If this was a singly linked list, you would need to find the predecessor of the object you wish to delete, which would take O(n).
However:
I am also slightly confused about this assertion in the case of chained hash tables, because of how lookup works. In a chained hash table, if there is a collision, you already need to walk through the linked list of values in order to find the item you want, and thus would need to also find its predecessor.
But, the way the statement is phrased gives clarification: "If the hash table supports deletion, then its linked lists should be doubly linked so that we can delete an item quickly. If the lists were only singly linked, then to delete element x, we would first have to find x in the list T[h(x.key)] so that we could update the next attribute of x’s predecessor."
This is saying that you already have element x, which means you can delete it in the above manner. If you were using a singly linked list, even if you had element x already, you would still have to find its predecessor in order to delete it.
I can think of one reason, but this isn't a very good one. Suppose we have a hash table of size 100. Now suppose values A and G are each added to the table. Maybe A hashes to slot 75. Now suppose G also hashes to 75, and our collision resolution policy is to jump forward by a constant step size of 80. So we try to jump to (75 + 80) % 100 = 55. Now, instead of starting at the front of the list and traversing forward 85, we could start at the current node and traverse backwards 20, which is faster. When we get to the node that G is at, we can mark it as a tombstone to delete it.
Still, I recommend using arrays when implementing hash tables.
Hashtable is often implemented as a vector of lists. Where index in vector is the key (hash).
If you don't have more than one value per key and you are not interested in any logic regarding those values a single linked list is enough. A more complex/specific design in selecting one of the values may require a double linked list.
Let's design the data structures for a caching proxy. We need a map from URLs to content; let's use a hash table. We also need a way to find pages to evict; let's use a FIFO queue to track the order in which URLs were last accessed, so that we can implement LRU eviction.
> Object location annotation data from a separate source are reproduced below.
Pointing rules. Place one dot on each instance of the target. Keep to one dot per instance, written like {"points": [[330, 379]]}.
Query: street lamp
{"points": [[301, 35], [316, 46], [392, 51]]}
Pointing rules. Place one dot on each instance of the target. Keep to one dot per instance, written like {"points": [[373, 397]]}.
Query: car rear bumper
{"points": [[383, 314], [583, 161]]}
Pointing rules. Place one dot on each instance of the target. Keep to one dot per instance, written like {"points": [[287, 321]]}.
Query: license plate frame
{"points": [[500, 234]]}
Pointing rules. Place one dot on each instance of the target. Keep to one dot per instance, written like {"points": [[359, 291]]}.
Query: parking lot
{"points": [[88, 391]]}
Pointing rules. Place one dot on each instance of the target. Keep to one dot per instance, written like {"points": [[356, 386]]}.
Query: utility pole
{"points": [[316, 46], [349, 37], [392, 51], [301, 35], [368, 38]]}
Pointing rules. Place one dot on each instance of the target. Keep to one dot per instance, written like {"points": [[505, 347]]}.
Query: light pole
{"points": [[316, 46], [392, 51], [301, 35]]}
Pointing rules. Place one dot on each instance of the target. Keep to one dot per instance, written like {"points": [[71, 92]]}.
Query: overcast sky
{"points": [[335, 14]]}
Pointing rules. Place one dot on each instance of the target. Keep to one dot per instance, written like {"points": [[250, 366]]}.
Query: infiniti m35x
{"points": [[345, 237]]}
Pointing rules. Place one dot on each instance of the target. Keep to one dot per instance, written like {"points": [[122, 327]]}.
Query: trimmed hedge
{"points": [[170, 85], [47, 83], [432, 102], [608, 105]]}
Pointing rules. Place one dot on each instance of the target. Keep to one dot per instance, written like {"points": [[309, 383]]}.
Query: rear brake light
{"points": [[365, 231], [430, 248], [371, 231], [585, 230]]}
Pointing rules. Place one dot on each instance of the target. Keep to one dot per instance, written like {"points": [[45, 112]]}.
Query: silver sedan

In C, the data structure could look something like
struct node {
struct node *queueprev, *queuenext;
struct node **hashbucketprev, *hashbucketnext;
const char *url;
const void *content;
size_t contentlength;
};
struct node *queuehead; /* circular doubly-linked list */
struct node **hashbucket;
One subtlety: to avoid a special case and wasting space in the hash buckets, x->hashbucketprev points to the pointer that points to x. If x is first in the bucket, it points into hashbucket; otherwise, it points into another node. We can remove x from its bucket with
x->hashbucketnext->hashbucketprev = x->hashbucketprev;
*(x->hashbucketprev) = x->hashbucketnext;
When evicting, we iterate over the least recently accessed nodes via the queuehead pointer. Without hashbucketprev, we would need to hash each node and find its predecessor with a linear search, since we did not reach it via hashbucketnext. (Whether that's really bad is debatable, given that the hash should be cheap and the chain should be short. I suspect that the comment you're asking about was basically a throwaway.)
If the items in your hashtable are stored in "intrusive" lists, they can be aware of the linked list they are a member of. Thus, if the intrusive list is also doubly-linked, items can be quickly removed from the table.
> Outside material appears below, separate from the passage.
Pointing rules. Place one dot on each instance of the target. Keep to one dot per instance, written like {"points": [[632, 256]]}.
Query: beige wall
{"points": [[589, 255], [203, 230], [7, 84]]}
(Note, though, that the "intrusiveness" can be seen as a violation of abstraction principles...)
An example: in an object-oriented context, an intrusive list might require all items to be derived from a base class.
class BaseListItem {
BaseListItem *prev, *next;
...
public: // list operations
insertAfter(BaseListItem*);
insertBefore(BaseListItem*);
removeFromList();
};
The performance advantage is that any item can be quickly removed from its doubly-linked list without locating or traversing the rest of the list.